Heart Attacks and Lower Back Pain: Early Signs?

Published Categorized as Pain Management
heart attack

Are heart attack and lower back pain related? How aware are you of the symptoms related to heart attack? Maybe you actually know less that you actually think.

The moment the heart attack subject springs up, a majority of us have the stereotype of classic movie in mind: A man clutching his left arm or chest and then crumples onto the ground.

How true exactly is the image?

Typically, heart attacks are caused by a blockage in the artery which supplies blood to the heart. If this artery is blocked for a long time then it starves the heart muscle of oxygen and the cells start to die off.

The heart attack symptoms can be varied widely and they are hard to predict despite the straight forward occurrence.

The heart attacks which build up slowly are much more common than the intense and sudden heart attacks as is the case in those movies. Most symptoms of heart attack are subtle and can be confused easily with the daily occurrences like indigestion.

Some specific symptoms of women tend to differ from the symptoms which are thought to be the norm. A month before having a heart attack, most of the symptoms women have include fatigue in an unusual level and short breath.

Doctors have expressed their concern over the fact that women do not get the life saving help they require because of the widespread ignorance over the symptoms of heart attack.

While the heart attack is taking place, a majority of women do not suffer any chest pain, rather they have low back pain and in areas which are seldom mentioned like the abdomen .

If you experience symptoms heart attack and lower back pain or abdominal pain such as dizziness or weakness, then it is wise to seek medical attention immediately.

Back to heart attack and its link to back pain and how the two are related.
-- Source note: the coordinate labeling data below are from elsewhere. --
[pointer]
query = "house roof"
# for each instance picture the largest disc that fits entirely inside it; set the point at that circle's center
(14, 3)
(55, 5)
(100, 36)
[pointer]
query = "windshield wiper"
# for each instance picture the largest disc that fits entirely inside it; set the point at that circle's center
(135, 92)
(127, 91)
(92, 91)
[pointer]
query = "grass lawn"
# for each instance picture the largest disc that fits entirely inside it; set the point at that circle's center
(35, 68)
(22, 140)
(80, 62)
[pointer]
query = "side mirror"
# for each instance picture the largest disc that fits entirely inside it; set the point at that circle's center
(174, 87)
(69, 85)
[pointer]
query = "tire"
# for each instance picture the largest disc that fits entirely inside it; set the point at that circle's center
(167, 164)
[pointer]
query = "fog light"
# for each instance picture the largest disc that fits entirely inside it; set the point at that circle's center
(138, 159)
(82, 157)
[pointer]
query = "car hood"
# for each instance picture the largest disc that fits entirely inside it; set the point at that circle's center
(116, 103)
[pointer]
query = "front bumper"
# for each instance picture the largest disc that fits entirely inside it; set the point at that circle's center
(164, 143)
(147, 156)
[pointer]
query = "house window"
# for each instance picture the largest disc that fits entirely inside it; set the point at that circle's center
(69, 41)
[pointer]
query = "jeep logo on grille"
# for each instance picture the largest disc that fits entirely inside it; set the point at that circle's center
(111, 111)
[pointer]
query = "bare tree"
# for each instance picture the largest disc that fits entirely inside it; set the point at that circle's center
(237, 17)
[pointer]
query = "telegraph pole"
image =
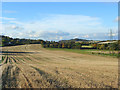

Even though it may seem strange, there may be a connection which is more direct between heart attack and lower back pain.

A study that was carried out in the year 2001 showed that there was a ling between lower back pain, cigarette smoking and cardiovascular health.

According to this study, there are some types of lower back pain which are associated to the poor blood supply of the vascular. In turn this is also associated to a poor cardiovascular health which is a condition mostly worsened or caused by the smoking of cigarettes.

Another problem associated to it is aortic aneurysm which is explained as an aorta bulge .

Aorta is the longest artery that is found in the human body. The bulges can take place anywhere along the length of the aorta but mostly occurs in the abdomen.

The moment blood begins to pool in the area on the artery that is distended, the bulge expands rapidly and this may cause a tear.

Most commonly, aortic aneurysms can result to heart attacks. The symptoms are usually diverse and dependent upon the area where the artery bulge occurred.

These symptoms are in most cases associated with the aortic aneurysm of the abdomen which include low back pain.

It is clear that even though the link that exists between heart attack and lower back pain may not be a common knowledge, it is of great importance for you to be well aware of it.

However when you are in doubt about heart attack and lower back pain, you should consult your doctor.